' ' Cinema Romantico: Big Stone Gap

Monday, May 23, 2016

Big Stone Gap

“Big Stone Gap”, which was written and directed by Adriana Trigiani, based on her book of the same name, opens with a voiceover by Ave Maria Mulligan (Ashley Judd) enlightening us to the particular qualities and quirks of the titular coal mining town in the mountains of Virginia where she grew up. And though she’s referring to her childhood in the 50’s, when the movie flashes forward twenty years a few moments later, hardly anything seems to have changed from what Ave Maria has just described, as if here in Big Stone Gap the 50’s just kind of blended with the 60’s which just kind of mixed with the 70’s. Why they continue putting on the very same play, The Trail of the Lonesome Pine, they have always put on, as if any modification of the past by send the populace reeling. I mean, would it kill these people to try “Our Town”? Just once?! This lends a frozen-in-time feel, one that could easily come on like nostalgia, the a syrupy sensation that there is no place like home, and while that is there in doses, it is tempered by Ave Maria herself, a character who mostly defies the sugary confection by fearing that in all those years that passed from the voiceover to now, life itself has passed her by.

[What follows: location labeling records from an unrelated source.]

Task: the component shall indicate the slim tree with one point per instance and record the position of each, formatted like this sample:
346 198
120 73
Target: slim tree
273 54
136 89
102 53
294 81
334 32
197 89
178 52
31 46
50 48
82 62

Ashley Judd is incredibly equipped to play these sorts of roles, vacillating between genuine joy and understated melancholy with the greatest of ease, often within the same scene, occasionally within the same moment, like the instance when she’s eating cake while standing up, listening and half trying to ignore another person spouting twaddle while taking great comfort in just snacking on that chocolate dessert. It’s sort of her entire state of being in capsule; having to shut out so much nonsense swirling around her, finding resolve from within, or in a plate of calories, of which there seem to be an awful lot. After all, she’s forty year olds and – egads! – not married. This, however, is more a concern of the town folk than the screenplay itself, which gives Ave Maria the willingness to fight back against that sort of Hallmark Channel hogwash. At one point, in fact, Ave Maria is referred to as Mount Vesuvius, standing there placidly, yet waiting to erupt, that eruption spurred by all the gossip pertaining to her relationship status. Often in Judd’s eyes you can see that eruption brewing. The question is, will it come?

Eh, yes and no. Much of the plot hinges on her friendship with Jack (Patrick Wilson), the local coal-mining hunk with solid sideburns, who clearly loves her, but hitches himself to Sweet Sue (Jane Krakowski) instead even though she’s clearly wrong for him and knows it, while Ave Maria hitches herself to Theodore Tipton (John Benjamin Hickey) even though he’s wrong for her and she knows it. Still, this isn’t a case of simple Idiot Plot, the characters having to wear invisible blinders to the truth, He wants the simple life that Big Stone Gap offers, which he sees in Sweet Sue and not Ave Maria, because Ave Maria is clearly itching for something else, and has been for a long time. Home Is Where The Heart Is, and All That Jazz, but sometimes you still have to Go Walkabout, and “Big Stone Gap”, for all its easy-bake storytelling, still has the gumption to know that Ave Maria is not the kind of character who would fall into the conventional narrative trap of sticking to the path rather than wandering into the deep, dark forest.

At least, it seems like it does, which is where “Big Stone Gap” goes off the rails. Though the film is set in coalmine country, you never really the soot on the faces of the miners, just as the one mine “incident” is less about the inherent dangers of that perilous industry than a drawn out excuse to put Ave Maria and Jack together. And this is fine, of course, because “Big Stone Gap” isn’t “North Country”; it’s a warm-hearted romance, one made with so much granulated sugar, food coloring and flavor extract, but still. And yet, this setting, which emits a sense of “place” in the early-going, begins to feel more and more staged as the film progresses, especially as all the characters around Ave Maria suddenly begin pulling strings in order to prevent what she seems to so desperately want. By the end, when everyone gathers in the town ampitheater, determined to keep Ave Maria right where she is, Big Stone Gap felt more like Seahaven, and I began to fear that Ave Maria was simply starring in her own version of The Truman Show.